Ce n’est un secret pour personne – ou presque –, Martin Winckler est un pseudonyme, peut-être même l’un des plus connus de la littérature contemporaine. Dans la vraie vie il se nomme Marc Zaffran et exerce, ou plutôt exerçait, la profession de médecin généraliste. Et c’est précisément ce livre qui est en rapport avec son métier qui l’a fait entrer en littérature par la grande porte et l’a rendu célèbre sous son nom d’emprunt. De quoi s’agit-il ? En fait il s’agit d’un roman inspiré de faits réels écrit pour donner l’illusion du réel. Tout ceci est un peu paradoxal et pas très clair – c’est le serpent qui se mord la queue –, mais c’est pourtant a peu près ça.

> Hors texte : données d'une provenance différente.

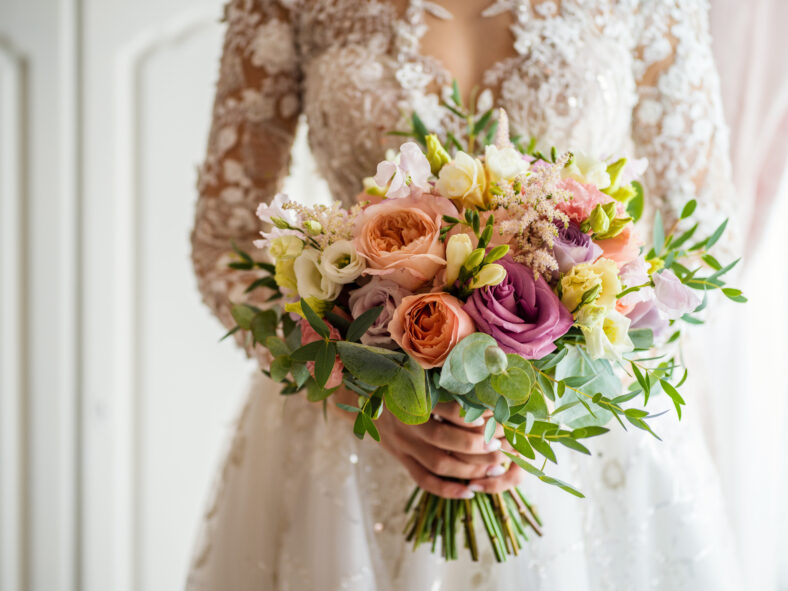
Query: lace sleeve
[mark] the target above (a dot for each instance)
(678, 120)
(254, 118)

Son objectif est de raconter le quotidien de ce que l’on appelle communément le médecin de campagne – en fait, plus prosaïquement, un médecin généraliste de petite ville ou de village.

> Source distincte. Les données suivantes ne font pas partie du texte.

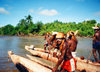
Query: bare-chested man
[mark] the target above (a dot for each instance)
(72, 42)
(66, 57)
(96, 42)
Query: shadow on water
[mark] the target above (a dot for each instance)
(21, 68)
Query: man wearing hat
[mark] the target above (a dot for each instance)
(65, 56)
(96, 42)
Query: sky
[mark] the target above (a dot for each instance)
(12, 11)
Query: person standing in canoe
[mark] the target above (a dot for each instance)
(69, 63)
(47, 38)
(72, 42)
(96, 42)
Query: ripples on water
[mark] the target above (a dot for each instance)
(17, 44)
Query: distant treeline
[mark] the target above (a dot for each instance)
(27, 27)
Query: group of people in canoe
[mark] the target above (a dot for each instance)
(66, 44)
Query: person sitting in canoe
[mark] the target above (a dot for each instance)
(69, 63)
(72, 42)
(96, 42)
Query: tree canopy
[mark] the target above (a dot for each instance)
(28, 27)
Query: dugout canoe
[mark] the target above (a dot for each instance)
(26, 65)
(81, 64)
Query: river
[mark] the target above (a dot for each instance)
(17, 44)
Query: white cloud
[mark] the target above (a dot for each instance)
(3, 11)
(31, 10)
(80, 0)
(40, 8)
(48, 12)
(97, 14)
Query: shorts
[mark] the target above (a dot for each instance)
(96, 45)
(69, 65)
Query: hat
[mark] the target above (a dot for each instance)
(96, 27)
(60, 35)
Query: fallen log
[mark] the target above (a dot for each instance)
(81, 64)
(26, 65)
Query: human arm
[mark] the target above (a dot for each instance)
(61, 58)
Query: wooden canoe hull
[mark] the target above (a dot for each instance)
(26, 65)
(81, 64)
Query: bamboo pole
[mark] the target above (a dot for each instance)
(81, 64)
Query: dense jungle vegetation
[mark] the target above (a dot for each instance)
(27, 27)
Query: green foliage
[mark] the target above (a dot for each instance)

C’est le procédé qui est original car il fait parler plusieurs voix et l’écriture ressemble à celle d’un journal. On a le point de vue des patients, de la secrétaire, bref de tout un tas de gens. Et cette polyphonie forme un tout cohérent, donne une représentation dont chaque angle de vue apporte un éclairage différent et complémentaire sur cet univers pas très réjouissant. Ce tout est une peinture déprimante de la profession et de ceux qui la fréquente avec ou sans bonnes raisons, plus ou moins fréquemment. Évidemment, au travers de ces fragments, on découvre le docteur Sachs et peu à peu sa vie privée qui constitue l’élément romanesque principal de ce livre. Ce procédé est tout de même fatiguant pour le lecteur qui est forcé de s’adapter en permanence à un point de vue différent. Le deuxième inconvénient est que Martin Winckler reprend – imite ou singe, c’est selon – dans son écriture la façon de parler de ses personnages et ça c’est encore plus fatiguant car pas toujours très réussi ni très crédible – je ne sais pas si c’est moi, mais j’ai beaucoup de mal avec ce procédé, je me souviens avoir déjà évoqué ce problème très prégnant dans un livre qui n’a rien à voir La Horde du Contrevent.

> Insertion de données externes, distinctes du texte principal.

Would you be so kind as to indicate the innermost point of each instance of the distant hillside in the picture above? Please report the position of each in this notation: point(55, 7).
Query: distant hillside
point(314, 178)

Sur le fond c’est principalement le malheur et la bêtise des gens – les deux n’étant pas forcément liés – qui ressortent. Malgré l’artifice polyphonique, le rendu est malheureusement très convaincant. Décidément la médecine ça vous ébranle un homme, regardez ce qui est arrivé à Céline. J’ai démarré la lecture avec enthousiasme car la découverte de l’univers et de l’écriture est motivante. Puis je l’ai terminée à bout de souffle et déprimé par cet univers triste et sombre. C’était certainement le but recherché et si c’est le cas, c’est très réussi. Je ne pense pas lire les deux autres livres dont l’intrigue est antérieure à celle de ce livre et qui forment avec celui-ci une trilogie, La Vacation1 et Les Trois Médecins2.
Winckler, Martin. La Maladie de Sachs. P.O.L., 1998.